Some things I did not like about the story - we here have an obviously nice, talented, and charming person, movie star looks, all the right things. But then again, we don't hear any real remorse where he nearly killed someone due to his callous and viciously intoxicated driving. There's an actual tone of glee in the book's voice as he describes a supposedly "lost" conviction for his first DUI, thus letting him avoid a mandatory jail sentence. There are ways to convey deep remose for the wrongs one has done. However, the book doesn't really display this. Second, as other reviewers mention, we basically see an obsessive compulsive addictive personality, driven to abnormal extremes in just about every facet of life, whether it be diet, exercise, time spent "on the bike" and in pursuit of other activities. He certainly wasn't a blessing, and was what I read as quite a pain in the butt to the closest people around him while he was drinking. He was extremely fortunate and very lucky to have family and friends that cared for him and supported him through a really intense, expensive, and lengthy rehabilitation process which no question saved his life. Unfortunately for most readers, the same luck, love and opportunity simply would not be available. So he's a lucky guy.
Now some good things about the story. For all of Rich's faults, he is a fun, flawed, interesting, inspirational, talented, unique person with gifts certainly worth admiring, and lessons certainly worth considering.
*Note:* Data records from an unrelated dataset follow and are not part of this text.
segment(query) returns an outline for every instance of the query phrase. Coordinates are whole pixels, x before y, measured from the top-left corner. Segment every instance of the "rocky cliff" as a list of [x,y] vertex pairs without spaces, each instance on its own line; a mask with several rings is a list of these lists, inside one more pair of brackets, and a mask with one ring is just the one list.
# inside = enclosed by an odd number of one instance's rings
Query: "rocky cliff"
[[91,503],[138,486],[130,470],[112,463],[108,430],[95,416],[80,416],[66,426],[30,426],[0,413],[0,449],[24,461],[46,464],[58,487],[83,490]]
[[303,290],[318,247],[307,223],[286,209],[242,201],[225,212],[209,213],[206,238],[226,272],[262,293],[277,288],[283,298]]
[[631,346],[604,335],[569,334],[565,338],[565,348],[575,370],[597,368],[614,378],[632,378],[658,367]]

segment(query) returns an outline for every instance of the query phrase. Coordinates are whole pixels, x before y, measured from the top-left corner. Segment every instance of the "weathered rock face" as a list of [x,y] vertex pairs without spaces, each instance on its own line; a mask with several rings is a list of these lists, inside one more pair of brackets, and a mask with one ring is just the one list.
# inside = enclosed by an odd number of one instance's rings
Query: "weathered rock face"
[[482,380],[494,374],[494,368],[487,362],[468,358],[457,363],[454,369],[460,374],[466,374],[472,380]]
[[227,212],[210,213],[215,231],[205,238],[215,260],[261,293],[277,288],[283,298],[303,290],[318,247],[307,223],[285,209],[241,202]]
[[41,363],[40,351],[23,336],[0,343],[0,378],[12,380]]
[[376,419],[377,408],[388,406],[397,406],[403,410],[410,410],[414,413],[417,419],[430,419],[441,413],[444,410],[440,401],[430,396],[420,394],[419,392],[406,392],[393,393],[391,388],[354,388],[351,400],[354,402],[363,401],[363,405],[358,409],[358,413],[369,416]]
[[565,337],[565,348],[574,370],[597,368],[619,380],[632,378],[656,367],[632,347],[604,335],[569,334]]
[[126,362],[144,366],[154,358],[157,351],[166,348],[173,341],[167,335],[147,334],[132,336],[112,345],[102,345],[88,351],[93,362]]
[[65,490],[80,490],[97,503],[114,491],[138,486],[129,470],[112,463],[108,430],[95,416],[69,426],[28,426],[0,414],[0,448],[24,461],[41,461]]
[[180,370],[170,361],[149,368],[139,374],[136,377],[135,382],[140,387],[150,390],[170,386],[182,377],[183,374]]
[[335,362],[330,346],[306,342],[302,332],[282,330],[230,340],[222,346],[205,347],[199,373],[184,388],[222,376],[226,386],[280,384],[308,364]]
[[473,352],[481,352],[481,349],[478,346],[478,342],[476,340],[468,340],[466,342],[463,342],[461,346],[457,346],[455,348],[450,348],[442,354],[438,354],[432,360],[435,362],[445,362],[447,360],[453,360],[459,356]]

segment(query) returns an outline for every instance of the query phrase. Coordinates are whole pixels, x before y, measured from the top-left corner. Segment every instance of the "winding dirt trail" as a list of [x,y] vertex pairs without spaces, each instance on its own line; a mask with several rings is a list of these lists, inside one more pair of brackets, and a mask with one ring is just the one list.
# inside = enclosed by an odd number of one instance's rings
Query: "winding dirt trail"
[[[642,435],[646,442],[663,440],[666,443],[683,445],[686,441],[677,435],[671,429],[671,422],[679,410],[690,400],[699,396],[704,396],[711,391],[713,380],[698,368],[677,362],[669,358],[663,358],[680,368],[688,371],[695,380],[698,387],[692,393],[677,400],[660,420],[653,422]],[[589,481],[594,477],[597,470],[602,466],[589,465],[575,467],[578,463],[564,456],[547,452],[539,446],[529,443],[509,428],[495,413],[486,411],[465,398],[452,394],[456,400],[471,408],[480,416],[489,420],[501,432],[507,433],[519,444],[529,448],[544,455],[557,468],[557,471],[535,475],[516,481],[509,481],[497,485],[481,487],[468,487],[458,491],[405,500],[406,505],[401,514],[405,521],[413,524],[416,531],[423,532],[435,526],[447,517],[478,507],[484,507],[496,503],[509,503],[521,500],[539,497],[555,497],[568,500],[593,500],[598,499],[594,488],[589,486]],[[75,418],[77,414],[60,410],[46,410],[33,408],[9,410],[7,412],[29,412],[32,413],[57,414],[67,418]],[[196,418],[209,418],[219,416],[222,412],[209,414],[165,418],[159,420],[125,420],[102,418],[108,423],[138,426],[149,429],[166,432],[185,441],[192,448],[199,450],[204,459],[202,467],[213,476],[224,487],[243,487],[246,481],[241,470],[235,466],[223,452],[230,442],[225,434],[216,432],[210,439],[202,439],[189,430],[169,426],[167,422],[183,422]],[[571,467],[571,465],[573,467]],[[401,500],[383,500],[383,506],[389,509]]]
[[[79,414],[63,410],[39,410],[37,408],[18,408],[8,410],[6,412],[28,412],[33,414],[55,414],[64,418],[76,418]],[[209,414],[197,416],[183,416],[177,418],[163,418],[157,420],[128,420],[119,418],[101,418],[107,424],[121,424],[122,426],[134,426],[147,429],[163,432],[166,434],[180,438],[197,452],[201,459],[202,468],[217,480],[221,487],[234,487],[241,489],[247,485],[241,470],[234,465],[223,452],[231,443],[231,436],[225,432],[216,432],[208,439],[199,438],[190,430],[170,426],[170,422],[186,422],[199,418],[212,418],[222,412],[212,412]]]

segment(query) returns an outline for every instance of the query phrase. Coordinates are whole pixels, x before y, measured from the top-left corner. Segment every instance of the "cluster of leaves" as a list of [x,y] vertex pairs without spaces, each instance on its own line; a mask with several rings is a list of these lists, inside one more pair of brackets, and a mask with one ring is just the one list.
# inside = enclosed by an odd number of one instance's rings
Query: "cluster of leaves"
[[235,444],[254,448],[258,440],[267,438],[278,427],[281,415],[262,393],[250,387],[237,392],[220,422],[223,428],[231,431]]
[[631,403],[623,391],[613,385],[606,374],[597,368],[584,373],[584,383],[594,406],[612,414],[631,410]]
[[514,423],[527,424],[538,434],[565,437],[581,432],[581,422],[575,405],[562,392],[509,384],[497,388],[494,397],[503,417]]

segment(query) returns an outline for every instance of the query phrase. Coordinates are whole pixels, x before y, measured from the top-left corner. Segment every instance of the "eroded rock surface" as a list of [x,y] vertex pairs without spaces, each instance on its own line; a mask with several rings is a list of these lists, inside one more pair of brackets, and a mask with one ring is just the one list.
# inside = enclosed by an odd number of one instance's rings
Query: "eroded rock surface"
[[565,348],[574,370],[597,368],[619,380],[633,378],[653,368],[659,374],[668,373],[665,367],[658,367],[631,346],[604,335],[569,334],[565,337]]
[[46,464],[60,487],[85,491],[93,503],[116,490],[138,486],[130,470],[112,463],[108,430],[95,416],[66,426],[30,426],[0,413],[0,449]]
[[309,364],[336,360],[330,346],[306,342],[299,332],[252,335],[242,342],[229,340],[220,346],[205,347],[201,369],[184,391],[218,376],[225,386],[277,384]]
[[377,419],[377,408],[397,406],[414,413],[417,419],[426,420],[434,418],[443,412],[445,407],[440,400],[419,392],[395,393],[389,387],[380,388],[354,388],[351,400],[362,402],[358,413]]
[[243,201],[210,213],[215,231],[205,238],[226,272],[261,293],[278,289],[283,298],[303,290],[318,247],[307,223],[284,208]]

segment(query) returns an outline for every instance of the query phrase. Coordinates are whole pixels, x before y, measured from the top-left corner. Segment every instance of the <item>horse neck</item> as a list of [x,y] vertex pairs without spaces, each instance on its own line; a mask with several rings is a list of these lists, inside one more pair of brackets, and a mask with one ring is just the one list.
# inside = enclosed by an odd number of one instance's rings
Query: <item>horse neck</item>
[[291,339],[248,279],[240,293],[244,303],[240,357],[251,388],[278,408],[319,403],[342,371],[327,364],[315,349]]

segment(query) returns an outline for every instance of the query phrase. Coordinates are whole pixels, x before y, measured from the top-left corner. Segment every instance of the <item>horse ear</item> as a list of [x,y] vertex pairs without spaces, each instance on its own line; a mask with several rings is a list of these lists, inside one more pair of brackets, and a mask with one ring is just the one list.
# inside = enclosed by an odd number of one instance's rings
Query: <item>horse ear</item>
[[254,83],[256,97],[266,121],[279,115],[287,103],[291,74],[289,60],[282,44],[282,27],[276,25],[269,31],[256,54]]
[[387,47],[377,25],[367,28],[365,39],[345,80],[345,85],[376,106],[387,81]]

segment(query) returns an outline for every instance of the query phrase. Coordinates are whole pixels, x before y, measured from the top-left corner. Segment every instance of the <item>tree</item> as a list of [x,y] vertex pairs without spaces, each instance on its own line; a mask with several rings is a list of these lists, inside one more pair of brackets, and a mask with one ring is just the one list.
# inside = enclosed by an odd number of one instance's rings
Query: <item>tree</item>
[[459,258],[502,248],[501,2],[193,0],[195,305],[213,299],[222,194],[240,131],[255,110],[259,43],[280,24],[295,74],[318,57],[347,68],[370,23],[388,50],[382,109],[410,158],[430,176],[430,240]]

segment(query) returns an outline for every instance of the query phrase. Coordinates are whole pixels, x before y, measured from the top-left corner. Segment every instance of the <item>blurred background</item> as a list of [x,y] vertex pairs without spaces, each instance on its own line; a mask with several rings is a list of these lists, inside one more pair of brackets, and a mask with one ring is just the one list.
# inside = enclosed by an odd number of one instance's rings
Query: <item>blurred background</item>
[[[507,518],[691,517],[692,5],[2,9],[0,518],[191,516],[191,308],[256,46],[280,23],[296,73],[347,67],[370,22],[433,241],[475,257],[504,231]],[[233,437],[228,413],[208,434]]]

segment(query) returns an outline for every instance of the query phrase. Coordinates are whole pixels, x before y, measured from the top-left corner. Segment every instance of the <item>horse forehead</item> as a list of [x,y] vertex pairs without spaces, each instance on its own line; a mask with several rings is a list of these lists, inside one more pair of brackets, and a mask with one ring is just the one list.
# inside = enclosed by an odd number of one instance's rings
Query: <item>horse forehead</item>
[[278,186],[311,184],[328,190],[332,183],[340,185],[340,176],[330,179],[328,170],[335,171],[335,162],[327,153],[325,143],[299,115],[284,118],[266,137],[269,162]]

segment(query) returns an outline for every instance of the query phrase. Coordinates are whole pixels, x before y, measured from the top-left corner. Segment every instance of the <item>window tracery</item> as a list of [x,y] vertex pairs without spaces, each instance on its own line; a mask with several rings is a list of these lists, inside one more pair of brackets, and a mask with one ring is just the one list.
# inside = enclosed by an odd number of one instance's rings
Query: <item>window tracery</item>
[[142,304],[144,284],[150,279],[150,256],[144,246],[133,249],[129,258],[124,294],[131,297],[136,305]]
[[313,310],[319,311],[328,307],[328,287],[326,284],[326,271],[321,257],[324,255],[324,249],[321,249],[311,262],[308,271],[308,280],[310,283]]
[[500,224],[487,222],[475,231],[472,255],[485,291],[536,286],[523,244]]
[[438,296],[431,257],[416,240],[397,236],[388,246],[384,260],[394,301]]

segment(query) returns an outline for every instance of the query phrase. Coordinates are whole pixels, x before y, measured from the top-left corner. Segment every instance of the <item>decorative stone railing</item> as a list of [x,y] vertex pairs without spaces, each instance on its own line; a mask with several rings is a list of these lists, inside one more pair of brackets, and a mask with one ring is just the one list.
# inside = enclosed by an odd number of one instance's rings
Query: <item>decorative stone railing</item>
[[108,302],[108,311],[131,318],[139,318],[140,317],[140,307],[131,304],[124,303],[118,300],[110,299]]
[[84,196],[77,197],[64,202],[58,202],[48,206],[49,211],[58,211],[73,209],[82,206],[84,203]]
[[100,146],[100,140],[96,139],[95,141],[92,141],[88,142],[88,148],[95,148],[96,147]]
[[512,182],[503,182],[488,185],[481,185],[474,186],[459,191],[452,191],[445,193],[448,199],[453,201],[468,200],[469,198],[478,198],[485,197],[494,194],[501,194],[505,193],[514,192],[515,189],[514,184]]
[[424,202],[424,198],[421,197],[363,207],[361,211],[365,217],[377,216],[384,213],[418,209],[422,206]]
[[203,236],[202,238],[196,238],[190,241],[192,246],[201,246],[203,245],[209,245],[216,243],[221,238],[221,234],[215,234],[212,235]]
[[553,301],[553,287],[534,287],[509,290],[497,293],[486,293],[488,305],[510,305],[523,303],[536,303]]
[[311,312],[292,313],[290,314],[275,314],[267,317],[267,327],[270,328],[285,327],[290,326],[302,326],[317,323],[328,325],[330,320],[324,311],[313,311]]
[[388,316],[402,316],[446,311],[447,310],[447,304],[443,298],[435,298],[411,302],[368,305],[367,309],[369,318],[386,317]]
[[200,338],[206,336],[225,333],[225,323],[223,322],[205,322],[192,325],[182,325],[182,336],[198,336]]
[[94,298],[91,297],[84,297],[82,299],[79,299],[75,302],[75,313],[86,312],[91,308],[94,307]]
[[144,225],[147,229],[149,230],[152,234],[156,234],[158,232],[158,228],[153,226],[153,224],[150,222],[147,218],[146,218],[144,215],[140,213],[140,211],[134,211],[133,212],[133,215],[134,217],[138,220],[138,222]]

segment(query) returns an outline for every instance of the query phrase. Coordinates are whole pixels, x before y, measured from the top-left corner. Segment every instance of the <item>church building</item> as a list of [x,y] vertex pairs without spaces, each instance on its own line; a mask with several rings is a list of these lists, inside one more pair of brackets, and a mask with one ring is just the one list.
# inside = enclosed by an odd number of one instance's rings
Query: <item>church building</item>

He makes exercise sound gruesomely fun, and the more of it, the better. He brings a whole new wicked focus into the plant based vegan diet. This enthusiasm is very cool.
Just remember, this is a very hard act to follow. Rich's compulsions are not average at all. His is an experiment of one among many plans which might work or might not for any number of people. I think that's the bottom line on the book. As Rich says, "Nothing changes if nothing changes."